Así se repartieron las migajas del PRI entre Hank y Ruiz Massieu

Foto: Jorge Dueñes.- Ruiz Massieu y sus delegados del CEN.
 
Cuentahiloz lunes, 15 abril, 2019 01:00 PM

Ni oráculo griego, ni adivino, ni lector del tarot se requiere para predecir lo que sucederá en los próximos días y semanas dentro del Partido Revolucionario Institucional: se quedará más solo de lo que ya está.

Y es que tras la visita de su dirigente nacional, Claudia Ruiz Massieu, a la Baja California, las migajas de poder (entiéndase regidurías y diputaciones) que el PRI podrá alcanzar en esta elección, se repartieron en su mayoría para los de siempre, bajo el padrinazgo infaltable de Jorge Hank Rhon. Por cierto, la dirigente nacional de Tijuana se trasladó exclusivamente de Mexicali a Tijuana para comer con el señor de los animales.

CUENTAHILOZ intentó encontrar en su paso exprés por Tijuana a la secretaria de Estado en el gobierno de Enrique Peña Nieto. Pero fue prácticamente imposible pues su cita con Hank fue dentro del Hipódromo Caliente, particularmente en el Restaurante Mujeres Divinas.

En esa mesa donde se sirvieron exquisitos cortes y bebidas, estuvieron, además de la líder nacional y su anfitrión, Fernando Moreno Peña, delegado Regional del PRI, Diva Gastélum, secretaria de Atención a los estados en oposición, Jorge Márquez, secretario de Operación Política, Óscar Almaraz, delegado Nacional del PRI en BC y José Reyes Baeza, ex gobernador de Chihuahua y actual secretario de Elecciones del CEN, así como David Ruvalcaba y Mayra Robles. Nadie más. Ni Enrique Acosta Fregoso, el candidato a gobernador, fue invitado a la mesa de la jefa priista.

Cercanos al suceso aseguran que incluso quedaron prohibidos las fotos y los celulares. Aún no hay foto del encuentro privado.

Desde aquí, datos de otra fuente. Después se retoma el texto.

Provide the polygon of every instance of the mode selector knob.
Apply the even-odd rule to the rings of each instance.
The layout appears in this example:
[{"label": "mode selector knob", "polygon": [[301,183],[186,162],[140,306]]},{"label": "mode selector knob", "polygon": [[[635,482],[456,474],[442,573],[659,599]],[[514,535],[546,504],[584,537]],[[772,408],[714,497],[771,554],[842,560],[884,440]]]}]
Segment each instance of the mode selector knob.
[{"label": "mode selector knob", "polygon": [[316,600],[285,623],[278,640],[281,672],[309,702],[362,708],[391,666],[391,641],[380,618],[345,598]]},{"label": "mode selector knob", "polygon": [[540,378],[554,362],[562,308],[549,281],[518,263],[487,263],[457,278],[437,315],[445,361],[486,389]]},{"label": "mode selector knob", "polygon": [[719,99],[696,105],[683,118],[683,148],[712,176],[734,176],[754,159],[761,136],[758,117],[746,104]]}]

Pero Ruiz Massieu tuvo que irse de la ciudad por avión y ZETA estuvo ahí para despedirla con la pregunta sobre su encuentro con el zar de los casinos. Ante el cuestionamiento, en uno de los pasillos del aeropuerto, en el rostro de la presidenta del CEN del PRI se dibujó expresiones de sorpresa. Solo pudo atinar a decir que había sido “una reunión de amigos y colegas de partido (con Jorge Hank), platicando en general, sobre la situación del estado de Baja California y del proceso electoral”.

En los dos días siguientes, el miércoles 10 y jueves 11 de abril, en Mexicali se convocó a la mitad de la Comisión Política Permanente (solo los integrantes que están alineados con las dirigencias),  y “aprobaron” las candidaturas a regidores y la diputación plurinominal, siendo ésta –en la primera posición– para el propio Ruvalcaba. Allí su recompensa por su obediencia a Hank y al equipo que alrededor se creó con Enrique Acosta, Alejandro Arregui, Mario Madrigal y René Mendivil.

El mensaje fue clarísimo: la dirigente nacional vino a Baja California, primero, a avalar esas candidaturas (destinadas para los perdedores) que se repartieron por cuotas de grupo; y dos, a refrendar su apoyo al señor de la apuestas.

Las regidurías designadas fueron el acabose en el PRI: en Mexicali la primera posición fue para Adriana López, esposa de Acosta Fregoso, en Tijuana para Edna Pérez y en Tecate a un inexperto jovencito de nombre Román Cota, incondicionales, todos, a morir de Hank. La segunda posición en Tijuana la pelea Don Eligio Valencia, Mario Madrigal para su hijo y Alberto López, ex dirigente del PRI en la ciudad con el respaldo de Manlio Fabio Beltrones. En Ensenada, la misma moda del agandalle. La primera posición fue para Diego Lara Arregui, sobrino del diputado priista que recién aprobó el mega endeudamiento de Kiko Vega junto a los diputados del PAN. En Rosarito estalló la pugna, Mayra Robles sería registrada en la primera posición, pero lo evitó un grupo de mujeres furibundas que exhibieron los acuerdos y el menosprecio por militantes que aspiraban participar.

En los siguientes días el PRI se quedará más solo que nunca, muchos militantes ya dijeron basta y serán acogidos en otros partidos políticos. No hay que ser adivino para afirmarlo.